If the problem is 'the PC with Wealth and Independent Income is buying a lot of powerful gear', then start enforcing the Legality Class availability for gear. Getting your hands on a TL9 Battlesuit (LC1) is not just a matter of having $90,000 to throw around - it's available only to armed forces and government agencies, and even then only those with a need to use it. Hand grenades are largely LC2 or LC1. Heavy weapons tend to be LC1, and even rapid-fire personal weapons are LC2. Even a license to use LC3 gear (normally pretty trivial) can be revoked if the PC makes a nuisance of themselves with it.

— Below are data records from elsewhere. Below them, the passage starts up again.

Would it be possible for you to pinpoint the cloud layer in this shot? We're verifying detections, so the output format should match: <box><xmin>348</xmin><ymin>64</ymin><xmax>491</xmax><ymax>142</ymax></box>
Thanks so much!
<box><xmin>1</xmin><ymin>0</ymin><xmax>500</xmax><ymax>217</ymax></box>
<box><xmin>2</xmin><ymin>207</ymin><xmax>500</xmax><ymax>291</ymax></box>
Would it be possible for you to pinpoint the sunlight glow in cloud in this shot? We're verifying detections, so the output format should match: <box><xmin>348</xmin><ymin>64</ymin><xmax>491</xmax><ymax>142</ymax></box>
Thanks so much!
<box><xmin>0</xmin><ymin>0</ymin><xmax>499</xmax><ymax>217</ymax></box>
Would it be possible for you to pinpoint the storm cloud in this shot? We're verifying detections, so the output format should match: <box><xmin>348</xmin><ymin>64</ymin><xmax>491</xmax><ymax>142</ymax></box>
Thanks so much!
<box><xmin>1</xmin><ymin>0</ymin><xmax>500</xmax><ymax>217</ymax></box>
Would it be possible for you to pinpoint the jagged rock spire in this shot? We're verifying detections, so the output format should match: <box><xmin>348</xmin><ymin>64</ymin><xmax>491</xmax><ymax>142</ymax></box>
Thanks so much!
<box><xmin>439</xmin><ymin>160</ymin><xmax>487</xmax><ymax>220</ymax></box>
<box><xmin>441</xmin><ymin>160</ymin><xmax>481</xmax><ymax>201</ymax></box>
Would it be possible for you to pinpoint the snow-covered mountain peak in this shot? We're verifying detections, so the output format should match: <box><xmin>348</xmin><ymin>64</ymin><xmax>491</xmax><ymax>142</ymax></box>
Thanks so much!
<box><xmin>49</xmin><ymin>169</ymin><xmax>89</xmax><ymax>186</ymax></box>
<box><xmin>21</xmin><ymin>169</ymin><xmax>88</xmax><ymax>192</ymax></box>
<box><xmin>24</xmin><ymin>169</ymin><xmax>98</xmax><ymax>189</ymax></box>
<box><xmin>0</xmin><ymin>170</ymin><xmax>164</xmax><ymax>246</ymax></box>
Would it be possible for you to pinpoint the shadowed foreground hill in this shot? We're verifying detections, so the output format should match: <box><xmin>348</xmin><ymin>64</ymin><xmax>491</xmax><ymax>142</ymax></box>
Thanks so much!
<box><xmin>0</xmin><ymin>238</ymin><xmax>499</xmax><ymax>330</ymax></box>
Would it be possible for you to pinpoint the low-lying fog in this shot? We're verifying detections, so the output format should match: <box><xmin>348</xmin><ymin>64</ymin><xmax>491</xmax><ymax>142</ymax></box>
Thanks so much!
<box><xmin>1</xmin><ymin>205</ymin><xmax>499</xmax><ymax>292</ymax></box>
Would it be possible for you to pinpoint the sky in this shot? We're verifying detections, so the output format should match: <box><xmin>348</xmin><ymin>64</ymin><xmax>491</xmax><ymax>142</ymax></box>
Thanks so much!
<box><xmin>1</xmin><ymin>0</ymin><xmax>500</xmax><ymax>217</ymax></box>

If they don't have the licenses or relevant organizational memberships (patron, rank, contacts, maybe allies, duty, etc) then you're definitely well within your rights to restrict the availability of that gear, or make it clear that what they have is ILLEGAL and possibly going to attract attention.

Even if they DO have licenses or the relevant organizational memberships to justify the gear, LC2 and LC1 gear is still WATCHED; its uses are meant to be limited.

All of that said, if a PC has wealth, independent income, an officer's rank in the army, a patron within the armed services, and a Duty to the military... you're probably cheating him if you tell him he can't have a battlesuit at least SOME of the time - clearly that's the sort of thing he wants to do!